Sabine Lautenschlaeger, a top ECB official who has questioned the need for bond-buying, says eurozone banks are already awash in cash thanks to cheap ECB credit. Yet they’re not lending because they fear the economy is still too weak and they might not get paid back.

“I assume that there will be little long-lasting change in that regard if the ECB buys government bonds on a large scale,” Lautenschlaeger was quoted as saying in an interview with Der Spiegel weekly.


Another objection is that bond purchases would give national governments an excuse to delay politically difficult reforms to reduce bureaucracy, which many say is what is really keeping Europe’s economy back. Joerg Kraemer, chief economist at Commerzbank, says government bond purchases would “increase the risk of political zombification.”

As public borrowing costs fall, governments such as those in France and Italy have less pressure to show markets that their economies are worth investing in.

“It is about too-long court proceedings, sluggish investment approvals, poor transport infrastructure, corruption or an overextended influence of trade unions,” Kraemer said — things that governments, not central banks, must address.


Supporters say that even if bond-buying does not increase the amount of lending in the economy, it would at least have one positive aspect — weakening the euro. A lower currency helps exporters by making their goods cheaper abroad.

Bond-buying stimulus tends to weaken a currency because by increasing the overall amount of euros in circulation, it dilutes their value. The euro has fallen from around $1.40 in May to below $ 1.17 in expectation of the bond-buying program.

Bond purchases could at least preserve that advantage, or even drive the currency lower.

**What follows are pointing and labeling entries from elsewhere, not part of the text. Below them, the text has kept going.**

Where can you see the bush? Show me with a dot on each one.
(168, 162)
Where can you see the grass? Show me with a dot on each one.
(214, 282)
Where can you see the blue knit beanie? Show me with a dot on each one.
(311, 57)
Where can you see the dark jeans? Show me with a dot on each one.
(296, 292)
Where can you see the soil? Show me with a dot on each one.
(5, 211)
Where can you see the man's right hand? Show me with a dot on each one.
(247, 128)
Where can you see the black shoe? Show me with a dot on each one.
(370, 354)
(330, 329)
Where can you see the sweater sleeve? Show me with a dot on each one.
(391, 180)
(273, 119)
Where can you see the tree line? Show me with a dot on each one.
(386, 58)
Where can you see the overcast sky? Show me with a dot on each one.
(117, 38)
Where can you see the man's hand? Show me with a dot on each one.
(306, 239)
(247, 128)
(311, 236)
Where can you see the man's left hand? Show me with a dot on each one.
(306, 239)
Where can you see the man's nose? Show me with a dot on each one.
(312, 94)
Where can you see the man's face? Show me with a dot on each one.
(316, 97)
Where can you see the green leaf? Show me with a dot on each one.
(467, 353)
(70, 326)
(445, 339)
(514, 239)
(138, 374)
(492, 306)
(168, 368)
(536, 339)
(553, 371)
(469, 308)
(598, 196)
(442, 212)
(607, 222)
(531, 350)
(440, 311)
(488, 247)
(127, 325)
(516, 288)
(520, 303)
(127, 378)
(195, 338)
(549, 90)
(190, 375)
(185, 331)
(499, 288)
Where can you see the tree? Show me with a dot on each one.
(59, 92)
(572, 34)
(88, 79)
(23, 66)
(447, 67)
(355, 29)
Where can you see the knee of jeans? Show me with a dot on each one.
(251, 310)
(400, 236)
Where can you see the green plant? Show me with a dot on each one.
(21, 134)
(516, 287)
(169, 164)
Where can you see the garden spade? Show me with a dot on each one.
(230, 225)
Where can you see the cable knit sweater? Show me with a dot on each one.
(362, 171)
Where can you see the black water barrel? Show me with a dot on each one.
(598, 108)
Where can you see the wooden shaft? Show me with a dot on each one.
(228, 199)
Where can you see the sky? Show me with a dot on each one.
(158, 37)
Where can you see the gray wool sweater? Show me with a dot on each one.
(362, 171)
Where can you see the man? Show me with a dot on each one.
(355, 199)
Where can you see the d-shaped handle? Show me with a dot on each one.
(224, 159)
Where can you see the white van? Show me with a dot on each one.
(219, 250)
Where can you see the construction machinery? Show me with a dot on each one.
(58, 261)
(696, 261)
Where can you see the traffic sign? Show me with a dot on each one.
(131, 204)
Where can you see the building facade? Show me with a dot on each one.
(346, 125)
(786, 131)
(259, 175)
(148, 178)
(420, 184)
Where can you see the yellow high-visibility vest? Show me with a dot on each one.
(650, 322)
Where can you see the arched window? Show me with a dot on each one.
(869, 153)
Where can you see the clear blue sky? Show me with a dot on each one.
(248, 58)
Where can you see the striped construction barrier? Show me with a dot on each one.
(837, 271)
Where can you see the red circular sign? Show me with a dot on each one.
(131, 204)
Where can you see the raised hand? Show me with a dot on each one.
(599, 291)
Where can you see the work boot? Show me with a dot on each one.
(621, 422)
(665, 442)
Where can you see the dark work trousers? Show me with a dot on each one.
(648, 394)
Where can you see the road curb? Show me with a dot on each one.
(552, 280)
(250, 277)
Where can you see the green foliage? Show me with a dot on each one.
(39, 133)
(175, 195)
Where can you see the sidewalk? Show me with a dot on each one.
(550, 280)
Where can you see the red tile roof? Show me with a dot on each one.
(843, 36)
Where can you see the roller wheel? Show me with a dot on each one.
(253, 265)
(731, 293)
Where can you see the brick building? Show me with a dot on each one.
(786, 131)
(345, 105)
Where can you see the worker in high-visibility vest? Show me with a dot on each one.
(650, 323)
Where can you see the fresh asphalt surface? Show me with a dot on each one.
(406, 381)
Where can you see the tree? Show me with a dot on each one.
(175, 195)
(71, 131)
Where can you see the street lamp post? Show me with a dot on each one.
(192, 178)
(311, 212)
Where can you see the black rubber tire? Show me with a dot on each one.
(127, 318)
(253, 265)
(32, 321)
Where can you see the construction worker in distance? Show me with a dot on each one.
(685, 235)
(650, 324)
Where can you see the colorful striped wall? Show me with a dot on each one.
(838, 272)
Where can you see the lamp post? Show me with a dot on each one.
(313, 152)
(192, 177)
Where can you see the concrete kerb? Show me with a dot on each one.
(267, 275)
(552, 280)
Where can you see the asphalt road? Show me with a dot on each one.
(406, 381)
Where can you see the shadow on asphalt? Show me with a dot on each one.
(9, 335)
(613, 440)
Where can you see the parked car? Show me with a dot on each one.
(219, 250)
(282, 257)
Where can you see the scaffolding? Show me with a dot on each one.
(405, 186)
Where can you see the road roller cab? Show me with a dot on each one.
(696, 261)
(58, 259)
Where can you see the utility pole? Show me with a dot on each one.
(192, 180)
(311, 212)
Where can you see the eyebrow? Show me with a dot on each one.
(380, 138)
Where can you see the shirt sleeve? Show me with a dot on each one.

In any case, supporters say, the economic risks are so great that the ECB cannot afford inaction.

And having tried a range of measures — such as cutting interest rates to record lows and offering cheap loans to banks — the ECB has few options but to try government bond purchases.

After all, the ECB’s mission is to keep the inflation rate stable, according to the EU treaty that created it. Inflation has been falling below the ECB’s 2 per cent target for months and even turned negative in December — that is, consumer prices fell annually.

Adalbert Winkler, an economist at the Frankfurt School of Finance & Management, says “the treaty is very clear: there is a primary objective, which is price stability, and everything else is subject to achieving that objective.”

Bond-buying, also called QE, won’t solve every problem but “it is the most tested option,” said Winkler. He cautioned that the Great Depression of the 1930s suggests that once deflation takes hold, central bank policies can become ineffective — a risk that justifies taking action.

To not start government bond-buying “would be to admit the ECB can’t achieve its mandate,” Winkler said.


One concern emerging from the debate is the ECB may compromise between supporters and opponents and limit the size of its bond-buying. The ECB’s balance sheet — one measure of its stimulus efforts — has shrunk from over 3 trillion euros (currently $3.5 trillion) in 2012 to 2 trillion euros ($2.4 trillion) as banks have paid back cheap loans. That means the ECB would need at least a trillion simply to restore the level of stimulus it was providing earlier.

A smaller program of, say, 500 billion euros might disappoint market expectations and have less effect. “We are concerned that the QE execution might fall short of market expectations,” analysts at Morgan Stanley wrote in a recent note to investors.